As stated earlier (Burghardt 2006; Wessolek 2008; Technical Report 2011), soils under sealed surfaces are still important since they support the growth of roadside trees and allow the infiltration of stormwater. Therefore, the investigation and evaluation of properties of these soils is important to soil protection, management, and restoration (Karlen et al. 2003). Consequently, the aim of this study was to compare the biological (soil microbial biomass and enzyme activities) and physicochemical properties of Ekranic Technosols from Toruń, Poland, and adjacent, non-sealed soils. We hypothesized that (1) soil physicochemical and biological properties would significantly deteriorate over a 30-year-long soil sealing compared to non-sealed soils, and (2) the degree of soil sealing would significantly differentiate the data of soil properties.

2 Material and methods

2.1 Description of the study area and soil sampling

The study sites were located in the urban area of Toruń (18.609° E, 53.020° N), NW Poland. Soils in the studied area are defined mostly as medium sand according to USDA Soil Taxonomy (Soil Survey Staff 2010). Some soils belong to textural classes of coarse and fine sand. The climate of the region is moderate of a transitional type between the marine type of Western Europe and the continental type of Eastern Europe. The average annual temperature in 2011 was 9.4 and 9.1 °C in 2012, while the annual rainfall was 462.8 mm in 2011 and 500.7 mm in 2012. The mean air temperature and sum of precipitation in Toruń at the time of soil sampling are presented in Table 1 (
Table 1

Mean air temperature and sum of precipitation in Toruń in 2012


Temperature (°C)

Precipitation (mm)




















Data reported by the weather station: 122500

In general, 33 soils from 7 parts of the city were sampled between April and September 2012 (Fig. 1). In each place, soils under impenetrable surface, semi-permeable surface, and non-sealed soils were selected. They were situated close to each other to have the same soil texture and environment conditions (Fig. 1). Samples from sealed soils were collected for laboratory analysis from topmost horizons that survived the process of pavement construction. It was collected by horizontal soil borehole drilling from a depth of 15–25 or 10–20 cm, depending on the thickness of the technic hard rock, together with the ballast layer (laying course) used for stabilization of the pavement construction. Usually, it was the upper part of the B horizon or remains of the AB horizon. Reference sites were located in the direct proximity (about 1 m) of sidewalks to ensure maximum soil similarity. Samples were collected from the same depth as in the sealed soils (Fig. 2). The age of sealing at the impervious sites ranged between 30 and 40 years. The studied pedons were divided into 3 groups as follows: (1) soils sealed with concrete paving slabs, which allow partial penetration of water and air, with 9 samples collected (group A); (2) soils sealed with impervious surfaces, such as asphalt and concrete, where 11 samples were collected (group B); and (3) non-sealed soils situated in adjacent areas where 13 samples were collected (group C). Examples of sealed soils–Ekranic Technosols according to WRB (IUSS Working Group WRB 2014) are shown in Fig. 3.
Fig. 1

Location of the study sites

Fig. 2

Soil sampling scheme

Fig. 3

Examples of Ekranic Technosols with semi-pervious surface: (1) site no. 1, (2) site no. 8, (3) site no. 26; with impervious surface: (4) site no. 10, (5) site no. 16, (6) site no. 32

Field-moist samples were sieved (<2 mm) and stored at 4 °C in a plastic box for not less than 2 days in order to stabilize the microbial activity and then were analyzed for biological properties within 2 weeks. After air-drying at room temperature and sieving (<2 mm), the soil samples were analyzed for physical and chemical properties.
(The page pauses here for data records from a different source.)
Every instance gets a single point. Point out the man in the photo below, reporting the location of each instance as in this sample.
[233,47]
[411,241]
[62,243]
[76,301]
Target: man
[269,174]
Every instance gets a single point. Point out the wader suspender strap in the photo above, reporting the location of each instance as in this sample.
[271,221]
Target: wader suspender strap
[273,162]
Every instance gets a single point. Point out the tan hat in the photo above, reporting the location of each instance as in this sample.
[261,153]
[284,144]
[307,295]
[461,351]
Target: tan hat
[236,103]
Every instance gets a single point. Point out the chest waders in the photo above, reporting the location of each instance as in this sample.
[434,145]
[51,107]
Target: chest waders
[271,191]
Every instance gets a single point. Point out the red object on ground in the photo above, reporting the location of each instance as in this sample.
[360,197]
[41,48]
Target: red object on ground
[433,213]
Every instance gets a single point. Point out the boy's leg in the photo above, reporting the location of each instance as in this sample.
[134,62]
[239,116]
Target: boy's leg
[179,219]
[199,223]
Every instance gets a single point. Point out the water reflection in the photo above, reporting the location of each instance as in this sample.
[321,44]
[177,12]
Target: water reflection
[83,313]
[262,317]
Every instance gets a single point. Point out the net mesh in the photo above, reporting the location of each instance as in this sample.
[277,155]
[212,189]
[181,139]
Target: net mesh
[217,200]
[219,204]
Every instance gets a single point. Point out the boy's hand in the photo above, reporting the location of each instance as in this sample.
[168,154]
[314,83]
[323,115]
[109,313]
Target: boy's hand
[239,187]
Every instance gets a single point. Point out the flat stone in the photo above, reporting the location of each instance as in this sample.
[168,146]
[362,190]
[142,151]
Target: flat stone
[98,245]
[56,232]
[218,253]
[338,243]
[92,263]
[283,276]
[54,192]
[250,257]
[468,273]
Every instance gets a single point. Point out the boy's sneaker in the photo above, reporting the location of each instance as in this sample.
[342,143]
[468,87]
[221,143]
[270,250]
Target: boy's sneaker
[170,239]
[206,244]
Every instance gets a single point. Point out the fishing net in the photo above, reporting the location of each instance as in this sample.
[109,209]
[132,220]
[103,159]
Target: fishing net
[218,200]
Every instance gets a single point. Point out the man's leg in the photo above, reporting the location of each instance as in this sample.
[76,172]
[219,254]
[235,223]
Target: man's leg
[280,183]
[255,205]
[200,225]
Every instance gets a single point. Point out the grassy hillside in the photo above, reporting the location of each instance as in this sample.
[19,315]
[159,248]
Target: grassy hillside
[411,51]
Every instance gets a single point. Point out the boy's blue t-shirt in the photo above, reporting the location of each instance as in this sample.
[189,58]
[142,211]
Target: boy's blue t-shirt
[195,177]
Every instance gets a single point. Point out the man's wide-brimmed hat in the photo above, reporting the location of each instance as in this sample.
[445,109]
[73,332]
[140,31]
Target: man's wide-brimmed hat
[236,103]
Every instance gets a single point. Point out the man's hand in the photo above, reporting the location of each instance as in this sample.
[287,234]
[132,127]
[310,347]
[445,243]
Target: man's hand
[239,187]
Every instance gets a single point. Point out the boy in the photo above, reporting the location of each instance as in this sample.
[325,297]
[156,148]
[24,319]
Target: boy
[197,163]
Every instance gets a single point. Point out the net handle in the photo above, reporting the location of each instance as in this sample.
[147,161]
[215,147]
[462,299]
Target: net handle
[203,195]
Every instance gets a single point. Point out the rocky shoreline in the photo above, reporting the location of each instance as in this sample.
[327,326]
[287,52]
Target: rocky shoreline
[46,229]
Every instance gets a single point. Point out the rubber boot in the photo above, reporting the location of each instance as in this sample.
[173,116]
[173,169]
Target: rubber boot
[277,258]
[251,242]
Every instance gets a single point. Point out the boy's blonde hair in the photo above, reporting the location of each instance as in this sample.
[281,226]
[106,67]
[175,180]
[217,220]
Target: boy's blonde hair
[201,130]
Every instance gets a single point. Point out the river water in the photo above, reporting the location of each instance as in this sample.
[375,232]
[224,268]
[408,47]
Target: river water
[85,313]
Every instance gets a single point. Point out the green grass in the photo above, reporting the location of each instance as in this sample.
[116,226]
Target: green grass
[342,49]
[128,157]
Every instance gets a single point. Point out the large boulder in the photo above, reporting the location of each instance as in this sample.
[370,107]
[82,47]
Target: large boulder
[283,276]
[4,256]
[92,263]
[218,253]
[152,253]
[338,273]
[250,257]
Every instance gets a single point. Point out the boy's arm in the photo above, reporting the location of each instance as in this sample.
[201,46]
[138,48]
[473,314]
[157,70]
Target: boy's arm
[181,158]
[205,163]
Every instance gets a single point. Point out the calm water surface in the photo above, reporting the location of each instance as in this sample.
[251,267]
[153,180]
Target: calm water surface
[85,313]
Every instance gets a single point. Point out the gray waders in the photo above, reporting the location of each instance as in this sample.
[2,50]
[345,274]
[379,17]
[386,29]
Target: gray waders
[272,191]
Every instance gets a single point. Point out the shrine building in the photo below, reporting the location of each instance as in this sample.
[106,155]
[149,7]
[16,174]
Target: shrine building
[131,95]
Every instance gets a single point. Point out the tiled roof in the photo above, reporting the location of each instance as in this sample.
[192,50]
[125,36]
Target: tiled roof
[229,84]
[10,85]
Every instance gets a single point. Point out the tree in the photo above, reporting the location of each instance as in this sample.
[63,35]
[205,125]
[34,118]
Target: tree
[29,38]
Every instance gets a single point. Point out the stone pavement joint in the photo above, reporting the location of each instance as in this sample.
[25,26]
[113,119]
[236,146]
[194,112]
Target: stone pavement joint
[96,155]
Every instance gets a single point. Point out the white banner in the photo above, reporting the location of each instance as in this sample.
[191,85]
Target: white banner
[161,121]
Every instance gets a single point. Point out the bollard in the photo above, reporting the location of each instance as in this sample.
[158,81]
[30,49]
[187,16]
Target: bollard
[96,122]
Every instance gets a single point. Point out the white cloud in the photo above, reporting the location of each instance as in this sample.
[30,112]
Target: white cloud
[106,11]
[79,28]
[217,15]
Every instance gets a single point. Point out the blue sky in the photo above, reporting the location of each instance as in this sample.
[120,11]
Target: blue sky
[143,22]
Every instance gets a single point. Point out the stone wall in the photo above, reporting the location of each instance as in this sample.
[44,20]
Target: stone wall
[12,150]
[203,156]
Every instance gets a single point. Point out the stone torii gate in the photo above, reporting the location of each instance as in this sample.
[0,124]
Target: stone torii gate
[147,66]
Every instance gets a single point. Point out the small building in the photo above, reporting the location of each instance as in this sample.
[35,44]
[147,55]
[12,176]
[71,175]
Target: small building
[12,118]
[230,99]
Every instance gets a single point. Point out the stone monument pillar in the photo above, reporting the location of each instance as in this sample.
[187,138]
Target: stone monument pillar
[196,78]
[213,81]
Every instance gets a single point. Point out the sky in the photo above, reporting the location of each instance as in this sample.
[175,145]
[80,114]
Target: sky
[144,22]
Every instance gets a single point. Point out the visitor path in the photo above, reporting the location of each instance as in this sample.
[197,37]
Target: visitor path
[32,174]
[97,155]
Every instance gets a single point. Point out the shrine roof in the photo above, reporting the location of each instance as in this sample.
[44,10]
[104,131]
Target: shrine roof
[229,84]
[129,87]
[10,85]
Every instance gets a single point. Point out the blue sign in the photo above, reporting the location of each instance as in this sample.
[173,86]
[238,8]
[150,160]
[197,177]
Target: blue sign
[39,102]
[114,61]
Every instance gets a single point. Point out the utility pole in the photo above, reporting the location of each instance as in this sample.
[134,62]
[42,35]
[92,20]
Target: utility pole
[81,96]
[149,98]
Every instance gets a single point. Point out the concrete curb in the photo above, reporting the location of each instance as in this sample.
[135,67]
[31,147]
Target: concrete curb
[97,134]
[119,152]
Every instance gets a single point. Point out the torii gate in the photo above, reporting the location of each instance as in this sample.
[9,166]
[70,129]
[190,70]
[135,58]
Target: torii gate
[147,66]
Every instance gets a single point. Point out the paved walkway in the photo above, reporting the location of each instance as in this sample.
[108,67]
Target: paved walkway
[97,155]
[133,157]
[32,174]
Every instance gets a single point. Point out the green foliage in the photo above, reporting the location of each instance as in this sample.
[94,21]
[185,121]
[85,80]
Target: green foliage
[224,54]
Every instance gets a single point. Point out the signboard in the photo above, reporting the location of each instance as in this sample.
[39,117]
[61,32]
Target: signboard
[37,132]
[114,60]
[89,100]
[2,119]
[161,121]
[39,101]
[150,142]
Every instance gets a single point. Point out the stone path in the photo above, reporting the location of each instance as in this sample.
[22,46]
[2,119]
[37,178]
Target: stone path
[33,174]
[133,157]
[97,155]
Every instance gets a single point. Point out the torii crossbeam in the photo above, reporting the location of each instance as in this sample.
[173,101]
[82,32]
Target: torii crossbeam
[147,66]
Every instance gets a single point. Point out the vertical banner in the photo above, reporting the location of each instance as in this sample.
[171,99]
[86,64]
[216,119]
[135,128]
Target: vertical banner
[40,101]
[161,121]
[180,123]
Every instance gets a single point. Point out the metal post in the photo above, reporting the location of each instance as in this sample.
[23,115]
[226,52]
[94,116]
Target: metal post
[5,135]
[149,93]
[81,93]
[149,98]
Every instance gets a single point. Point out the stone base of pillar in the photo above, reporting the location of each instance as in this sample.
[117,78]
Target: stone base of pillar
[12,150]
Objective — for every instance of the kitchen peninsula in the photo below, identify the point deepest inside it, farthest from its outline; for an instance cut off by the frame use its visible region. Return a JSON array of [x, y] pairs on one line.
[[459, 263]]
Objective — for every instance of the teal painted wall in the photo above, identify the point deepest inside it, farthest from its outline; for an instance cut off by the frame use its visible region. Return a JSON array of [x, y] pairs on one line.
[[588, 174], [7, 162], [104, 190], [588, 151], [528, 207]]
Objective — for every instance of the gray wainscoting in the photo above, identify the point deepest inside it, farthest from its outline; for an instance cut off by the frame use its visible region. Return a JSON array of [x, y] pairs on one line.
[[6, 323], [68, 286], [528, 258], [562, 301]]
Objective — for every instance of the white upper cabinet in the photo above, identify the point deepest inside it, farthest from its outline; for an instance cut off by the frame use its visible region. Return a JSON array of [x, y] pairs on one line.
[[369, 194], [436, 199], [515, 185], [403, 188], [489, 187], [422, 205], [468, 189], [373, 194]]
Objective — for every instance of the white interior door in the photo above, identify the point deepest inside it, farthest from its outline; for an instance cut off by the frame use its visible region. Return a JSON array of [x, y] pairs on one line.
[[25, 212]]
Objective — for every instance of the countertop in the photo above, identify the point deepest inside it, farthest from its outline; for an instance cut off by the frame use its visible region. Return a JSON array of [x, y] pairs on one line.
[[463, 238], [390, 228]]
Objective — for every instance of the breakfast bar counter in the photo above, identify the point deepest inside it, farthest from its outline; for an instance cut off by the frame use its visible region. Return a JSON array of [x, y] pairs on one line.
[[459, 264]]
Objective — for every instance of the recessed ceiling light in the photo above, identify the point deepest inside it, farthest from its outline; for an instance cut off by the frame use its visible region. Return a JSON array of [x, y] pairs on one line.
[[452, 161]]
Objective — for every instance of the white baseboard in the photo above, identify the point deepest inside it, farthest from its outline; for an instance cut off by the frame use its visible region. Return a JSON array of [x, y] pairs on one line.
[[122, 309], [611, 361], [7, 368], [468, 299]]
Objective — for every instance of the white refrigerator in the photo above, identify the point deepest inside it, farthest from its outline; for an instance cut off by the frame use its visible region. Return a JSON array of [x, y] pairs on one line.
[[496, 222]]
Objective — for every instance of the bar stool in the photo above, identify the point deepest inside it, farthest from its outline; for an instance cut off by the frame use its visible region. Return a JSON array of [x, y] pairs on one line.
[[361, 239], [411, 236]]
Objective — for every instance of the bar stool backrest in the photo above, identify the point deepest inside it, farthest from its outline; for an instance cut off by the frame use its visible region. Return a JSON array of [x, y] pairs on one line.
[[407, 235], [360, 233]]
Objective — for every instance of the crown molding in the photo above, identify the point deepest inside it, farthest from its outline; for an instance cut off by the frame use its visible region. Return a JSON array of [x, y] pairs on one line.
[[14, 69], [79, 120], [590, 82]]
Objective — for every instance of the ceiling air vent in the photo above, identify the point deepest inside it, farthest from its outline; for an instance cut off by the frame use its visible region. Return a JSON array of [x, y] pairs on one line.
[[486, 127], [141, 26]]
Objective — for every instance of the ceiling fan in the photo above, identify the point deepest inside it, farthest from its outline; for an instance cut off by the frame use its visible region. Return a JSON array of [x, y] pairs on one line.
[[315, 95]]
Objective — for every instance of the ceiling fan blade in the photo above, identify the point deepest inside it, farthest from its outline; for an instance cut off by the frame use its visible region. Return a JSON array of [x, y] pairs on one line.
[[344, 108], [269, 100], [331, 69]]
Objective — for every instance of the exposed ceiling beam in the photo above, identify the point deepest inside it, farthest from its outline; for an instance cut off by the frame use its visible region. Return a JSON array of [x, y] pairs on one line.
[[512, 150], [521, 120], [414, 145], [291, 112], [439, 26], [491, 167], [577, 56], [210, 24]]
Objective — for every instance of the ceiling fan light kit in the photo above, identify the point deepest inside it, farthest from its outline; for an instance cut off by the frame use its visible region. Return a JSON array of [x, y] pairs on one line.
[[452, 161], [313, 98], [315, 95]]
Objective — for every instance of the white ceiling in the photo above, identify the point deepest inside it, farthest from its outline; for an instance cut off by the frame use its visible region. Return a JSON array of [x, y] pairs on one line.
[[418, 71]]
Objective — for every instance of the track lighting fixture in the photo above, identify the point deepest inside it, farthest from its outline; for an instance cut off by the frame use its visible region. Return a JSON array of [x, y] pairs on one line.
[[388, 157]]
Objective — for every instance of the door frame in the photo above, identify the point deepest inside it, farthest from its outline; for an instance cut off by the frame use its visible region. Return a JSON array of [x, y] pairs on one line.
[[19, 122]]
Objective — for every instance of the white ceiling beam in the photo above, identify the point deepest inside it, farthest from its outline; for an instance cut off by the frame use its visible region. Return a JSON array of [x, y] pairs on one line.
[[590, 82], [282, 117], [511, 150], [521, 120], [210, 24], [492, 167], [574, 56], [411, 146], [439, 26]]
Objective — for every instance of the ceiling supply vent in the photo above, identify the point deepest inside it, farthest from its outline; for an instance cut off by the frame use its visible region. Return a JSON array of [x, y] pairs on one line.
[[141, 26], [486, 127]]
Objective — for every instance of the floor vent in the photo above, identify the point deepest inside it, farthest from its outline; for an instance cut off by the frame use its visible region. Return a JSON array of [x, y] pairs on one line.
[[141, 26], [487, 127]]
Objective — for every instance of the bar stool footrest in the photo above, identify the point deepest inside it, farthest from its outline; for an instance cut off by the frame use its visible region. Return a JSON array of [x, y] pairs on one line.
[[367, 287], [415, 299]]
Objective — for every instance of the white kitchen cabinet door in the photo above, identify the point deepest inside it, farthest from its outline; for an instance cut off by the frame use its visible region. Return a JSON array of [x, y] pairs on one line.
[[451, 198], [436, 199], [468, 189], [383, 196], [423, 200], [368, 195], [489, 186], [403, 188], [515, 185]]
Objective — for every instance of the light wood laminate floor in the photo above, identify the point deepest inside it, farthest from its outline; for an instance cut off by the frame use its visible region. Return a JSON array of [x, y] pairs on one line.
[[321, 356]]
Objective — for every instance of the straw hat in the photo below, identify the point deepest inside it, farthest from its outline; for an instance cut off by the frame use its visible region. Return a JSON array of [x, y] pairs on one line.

2.2 Microbial biomass content and respiration rate

Basal respiration was determined after 3, 6, 11, 18, and 28 days during a 28-day-long incubation according to Piotrowska et al. (2006). Briefly, moist soil samples (25 g dw) were incubated at 25 °C and CO2, which evolved over the required time, was trapped in a 0.05 M NaOH solution and residual NaOH was titrated with 0.05 M HCl. All samples were corrected for the CO2 content of blanks. The metabolic quotient (qCO2) was calculated from the basal respiration rate and the amount of microbial biomass C according to the formula of Anderson and Domsch (1990).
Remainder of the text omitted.